Virginia lifted one eyebrow and looked at Whitney, who immediately stopped giggling. “Nothing,” Whitney said. She yawned and wandered off to talk to Lavonne and Eadie.
“We were laughing at something that happened to one of her friends at school,” Virginia explained.
“Oh,” Nita said. She smiled and sipped her tea. “Why isn't Charles here?”
“Well, of course I invited him, but he has to be in court early tomorrow. He's getting ready for a big case,” she lied. She had told Charles two days ago about her plans and he had reacted quite unexpectedly, refusing to go along with her scheme. She had, of course, proceeded anyway. She had spent hours today making discreet phone calls to several professors at the University of Georgia, to an official at the Georgia Bureau of Indian Affairs, and to a Creek activist named Leonard Twohorses. Then she had called her attorney.

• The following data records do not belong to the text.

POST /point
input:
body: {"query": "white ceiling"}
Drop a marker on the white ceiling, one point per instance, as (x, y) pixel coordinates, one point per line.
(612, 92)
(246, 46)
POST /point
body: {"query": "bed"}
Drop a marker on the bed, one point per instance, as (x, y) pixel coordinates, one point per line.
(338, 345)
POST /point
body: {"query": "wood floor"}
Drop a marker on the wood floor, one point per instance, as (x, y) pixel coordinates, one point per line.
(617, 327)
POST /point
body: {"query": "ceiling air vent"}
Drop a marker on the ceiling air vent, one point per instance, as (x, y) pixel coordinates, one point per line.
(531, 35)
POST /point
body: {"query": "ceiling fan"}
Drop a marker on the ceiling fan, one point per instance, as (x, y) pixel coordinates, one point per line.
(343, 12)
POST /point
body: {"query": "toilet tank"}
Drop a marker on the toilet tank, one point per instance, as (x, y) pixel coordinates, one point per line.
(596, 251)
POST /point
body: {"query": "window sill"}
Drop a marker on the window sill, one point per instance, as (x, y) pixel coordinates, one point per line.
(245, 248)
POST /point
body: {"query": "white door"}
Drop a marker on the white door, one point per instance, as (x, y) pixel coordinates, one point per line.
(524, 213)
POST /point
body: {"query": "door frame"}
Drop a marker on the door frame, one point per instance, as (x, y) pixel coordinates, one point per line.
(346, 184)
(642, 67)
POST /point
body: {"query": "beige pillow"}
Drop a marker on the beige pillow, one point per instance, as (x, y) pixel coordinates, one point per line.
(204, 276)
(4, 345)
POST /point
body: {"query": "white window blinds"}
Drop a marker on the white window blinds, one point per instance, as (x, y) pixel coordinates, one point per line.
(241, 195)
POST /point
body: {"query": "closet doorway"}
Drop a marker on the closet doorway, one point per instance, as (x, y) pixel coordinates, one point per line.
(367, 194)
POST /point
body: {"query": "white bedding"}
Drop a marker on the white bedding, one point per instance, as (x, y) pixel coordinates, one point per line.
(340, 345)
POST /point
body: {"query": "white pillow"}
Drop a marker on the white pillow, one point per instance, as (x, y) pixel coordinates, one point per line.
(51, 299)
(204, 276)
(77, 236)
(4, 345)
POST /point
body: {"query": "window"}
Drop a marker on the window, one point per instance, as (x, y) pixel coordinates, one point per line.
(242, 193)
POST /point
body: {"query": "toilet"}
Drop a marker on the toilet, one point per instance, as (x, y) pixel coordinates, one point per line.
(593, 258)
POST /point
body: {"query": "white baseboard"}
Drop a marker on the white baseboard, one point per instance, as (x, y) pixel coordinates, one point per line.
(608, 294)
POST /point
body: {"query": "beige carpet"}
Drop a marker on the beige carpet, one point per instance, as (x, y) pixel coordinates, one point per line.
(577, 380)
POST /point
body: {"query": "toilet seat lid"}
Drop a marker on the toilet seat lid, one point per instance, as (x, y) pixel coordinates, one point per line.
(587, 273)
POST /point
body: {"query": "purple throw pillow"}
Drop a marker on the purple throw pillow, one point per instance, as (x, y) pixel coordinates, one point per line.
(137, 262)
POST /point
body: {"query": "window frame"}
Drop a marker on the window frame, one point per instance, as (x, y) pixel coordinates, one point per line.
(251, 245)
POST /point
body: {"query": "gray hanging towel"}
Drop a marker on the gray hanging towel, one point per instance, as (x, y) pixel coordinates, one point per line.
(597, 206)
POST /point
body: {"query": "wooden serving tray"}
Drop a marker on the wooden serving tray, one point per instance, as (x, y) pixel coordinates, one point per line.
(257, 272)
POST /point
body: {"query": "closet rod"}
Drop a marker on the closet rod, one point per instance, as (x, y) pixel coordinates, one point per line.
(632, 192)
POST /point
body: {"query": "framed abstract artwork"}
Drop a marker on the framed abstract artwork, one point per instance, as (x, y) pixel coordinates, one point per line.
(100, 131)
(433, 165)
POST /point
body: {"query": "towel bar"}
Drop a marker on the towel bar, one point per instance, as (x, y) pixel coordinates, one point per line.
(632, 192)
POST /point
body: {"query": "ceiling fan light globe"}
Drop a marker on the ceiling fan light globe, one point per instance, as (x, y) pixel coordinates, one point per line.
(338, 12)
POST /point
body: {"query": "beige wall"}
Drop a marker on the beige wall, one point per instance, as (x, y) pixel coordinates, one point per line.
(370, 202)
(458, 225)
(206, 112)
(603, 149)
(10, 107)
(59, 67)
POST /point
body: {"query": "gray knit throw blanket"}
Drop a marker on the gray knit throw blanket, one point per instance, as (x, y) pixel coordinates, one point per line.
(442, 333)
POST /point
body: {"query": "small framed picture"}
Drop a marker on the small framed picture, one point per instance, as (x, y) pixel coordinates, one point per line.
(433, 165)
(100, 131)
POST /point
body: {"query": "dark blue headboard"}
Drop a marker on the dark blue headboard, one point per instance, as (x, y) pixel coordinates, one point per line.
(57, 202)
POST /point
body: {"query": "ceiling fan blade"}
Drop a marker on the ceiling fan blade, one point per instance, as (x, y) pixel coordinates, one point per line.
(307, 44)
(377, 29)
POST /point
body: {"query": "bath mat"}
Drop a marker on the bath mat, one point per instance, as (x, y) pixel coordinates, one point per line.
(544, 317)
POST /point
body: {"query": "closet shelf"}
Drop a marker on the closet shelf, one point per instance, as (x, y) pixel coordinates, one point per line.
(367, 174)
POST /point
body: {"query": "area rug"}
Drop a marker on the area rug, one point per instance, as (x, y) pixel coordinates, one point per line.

“I hate that he's not here to see the children and everybody together,” Nita said.
Virginia looked at her curiously. After a moment she shifted her gaze across the room to where Whitney stood talking with Lavonne and Eadie. It was too late to start wallowing in forgiveness and goodwill at this stage of the game. The plan was already in motion and Virginia was determined to see it through to the end. As her daddy used to say, She would see it through even if it meant hairlipping the governor and every mule in Georgia.
“I hate that he's not here to share in the celebration,” Nita said, still talking about Charles.
“Well, I'm sure he'll hear all about it,” Virginia murmured, staring at her granddaughter.
Charles would thank her for this one day, she was sure.